|L.F. den Houter (Frans)
|Date of birth
|20 May 1974
|Date of first appointment to the Executive Board (CFO)
|26 June 2018
|Date of reappointment
|13 April 2022
The remuneration of Mr Den Houter will be determined in accordance with the remuneration policy adopted by the general meeting. For more information, please see the remuneration policy 2023 for the Executive Board and the remuneration report 2023.
As of 1 July 2023, the fixed remuneration of Mr Den Houter is €579,000.- gross per year.
The variable remuneration of Mr Den Houter consists of a short-term incentive plan and a long-term incentive plan.
The short-term incentive depends on the realisation of predetermined measurable objectives. 70 per cent of the short-term incentive is based on financial objectives and 30 per cent is linked to non financial objectives which are relevant for the Group’s (long-term) success. Payout gradually increases with performance, starting with a payment of 27.5 per cent of the fixed annual remuneration at threshold performance, 55 per cent at target performance and potentially going up to 82.5 per cent when performance is excellent. Below threshold there will be zero payout.
To further strengthen the relationship with the interests of the shareholders, a long-term incentive plan applies to Mr Den Houter. Each year, performance shares are conditionally awarded. The award value is 80 per cent of Mr Den Houter’s fixed annual remuneration. Performance is based on two financial objectives, being relative total shareholder return (TSR) and adjusted earnings before interest, taxes, depreciation and amortisation (adjusted EBITDA) and one non-financial objective, being sustainability. After the three year performance period, the Supervisory Board will assess the extent to which the performance objectives have been achieved. This results in a vesting percentage for each of the three performance objectives, each determining one third of the vesting of the conditionally awarded performance shares. For excellent performance, the number of performance shares that vests may amount to a maximum of 150 per cent of the ‘at target’ number of performance shares. This percentage may be reduced to 50 per cent (on a sliding scale) for threshold performance and to zero below that. In accordance with the Dutch corporate governance code, the vesting date is followed by a two year lock-up period. Mr Den Houter may not dispose of shares until the two year lock-up period has expired and the minimum requirement for the shareholding, being 75 per cent of the fixed annual remuneration, has been met.
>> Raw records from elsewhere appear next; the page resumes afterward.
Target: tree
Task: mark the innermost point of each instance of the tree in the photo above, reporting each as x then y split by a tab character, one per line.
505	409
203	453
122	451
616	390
Mr Den Houter receives a gross, age independent, uncapped flat-rate allowance from BAM Group equaling 22 per cent of his fixed remuneration. From this allowance Mr Den Houter needs to finance his own personal retirement savings (including survivor’s pension and pension build-up during disability).
Both the appointment as member of the Executive Board and the management services agreement apply up to the annual general meeting in 2026.
Each party may terminate the management services agreement early, per the end of a calendar month taking into account a notice period of three months.
If the company terminates the management services agreement before the end of the current appointment period other than for an urgent reason or if Mr Den Houter is not reappointed as a member of the Executive Board after the current appointment period, Mr Den Houter is entitled to a payment of maximum one time the fixed annual remuneration.